Xinjiang harnesses wind power to build clean future
Wu Gang, chairman of Xinjiang Goldwind Science and Technology Co, talks with an engineer at a factory of the company in August. XINHUA
The fierce gales in Northwest China's Xinjiang Uygur autonomous region were once considered bad for business. Today, however, the gales have become big business itself, harvested by hundreds of giant turbines and transformed into electricity to power up the country.
Also thanks to the gales, Dabancheng of Urumqi, capital of the region, has turned itself from an arid plain into a pioneer in the Chinese wind industry that has been leading the world for years.

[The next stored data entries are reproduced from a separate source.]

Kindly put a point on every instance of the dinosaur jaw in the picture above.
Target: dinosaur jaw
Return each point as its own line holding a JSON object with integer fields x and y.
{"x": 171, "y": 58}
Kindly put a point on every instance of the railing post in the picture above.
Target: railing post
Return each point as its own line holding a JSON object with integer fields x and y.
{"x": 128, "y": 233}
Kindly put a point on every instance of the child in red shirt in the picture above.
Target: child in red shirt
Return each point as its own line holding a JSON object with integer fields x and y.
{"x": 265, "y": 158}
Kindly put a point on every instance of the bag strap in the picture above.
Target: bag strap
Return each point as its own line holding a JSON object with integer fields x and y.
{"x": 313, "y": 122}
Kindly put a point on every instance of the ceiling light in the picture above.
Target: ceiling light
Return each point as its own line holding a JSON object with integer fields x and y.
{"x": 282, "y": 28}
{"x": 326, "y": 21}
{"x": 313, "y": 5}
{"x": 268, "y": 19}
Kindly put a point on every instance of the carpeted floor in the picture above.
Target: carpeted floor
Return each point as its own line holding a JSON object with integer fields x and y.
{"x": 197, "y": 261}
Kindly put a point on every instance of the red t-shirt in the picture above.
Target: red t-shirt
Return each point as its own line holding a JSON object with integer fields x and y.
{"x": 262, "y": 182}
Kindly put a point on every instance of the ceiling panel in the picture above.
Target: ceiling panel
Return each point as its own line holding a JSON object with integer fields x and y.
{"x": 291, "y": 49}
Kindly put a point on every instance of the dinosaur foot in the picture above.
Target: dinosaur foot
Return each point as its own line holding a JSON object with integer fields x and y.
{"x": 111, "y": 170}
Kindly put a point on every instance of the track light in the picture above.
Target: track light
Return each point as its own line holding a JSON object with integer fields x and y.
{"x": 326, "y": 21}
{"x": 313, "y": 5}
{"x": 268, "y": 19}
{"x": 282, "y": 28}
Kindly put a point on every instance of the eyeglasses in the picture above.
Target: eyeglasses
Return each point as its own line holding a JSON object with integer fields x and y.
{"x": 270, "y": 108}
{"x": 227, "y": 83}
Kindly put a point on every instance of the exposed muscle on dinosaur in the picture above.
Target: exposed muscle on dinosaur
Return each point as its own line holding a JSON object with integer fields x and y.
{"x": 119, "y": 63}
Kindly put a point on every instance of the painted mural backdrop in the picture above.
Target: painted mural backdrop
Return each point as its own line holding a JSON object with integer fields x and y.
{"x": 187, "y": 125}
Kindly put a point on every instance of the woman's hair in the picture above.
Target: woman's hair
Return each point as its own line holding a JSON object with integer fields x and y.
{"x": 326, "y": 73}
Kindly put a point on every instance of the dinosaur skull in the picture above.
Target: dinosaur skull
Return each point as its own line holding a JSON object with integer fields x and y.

Wu Gang, chairman of Xinjiang Goldwind Science and Technology Co, also a pioneer in the Chinese wind industry who has been elected as a delegate to the 20th National Congress of the Communist Party of China, helped make that happen.
Wu quitted his job as a teacher back in the late 1980s to help set up Dabancheng wind farm, braving the cold and ferocious gales to measure the wind at Dabancheng.
Captivated by the idea that energy could be produced by wind, Wu joined Xinjiang Wind Energy, one of China's pioneering wind companies, in 1987. Together, Wu and their team persisted in their vision of wind power and built Dabancheng wind farm.
Wu and a group of colleagues founded Goldwind in 1998. The goal was "establishing Xinjiang as the birthplace of China's domestic wind energy industry".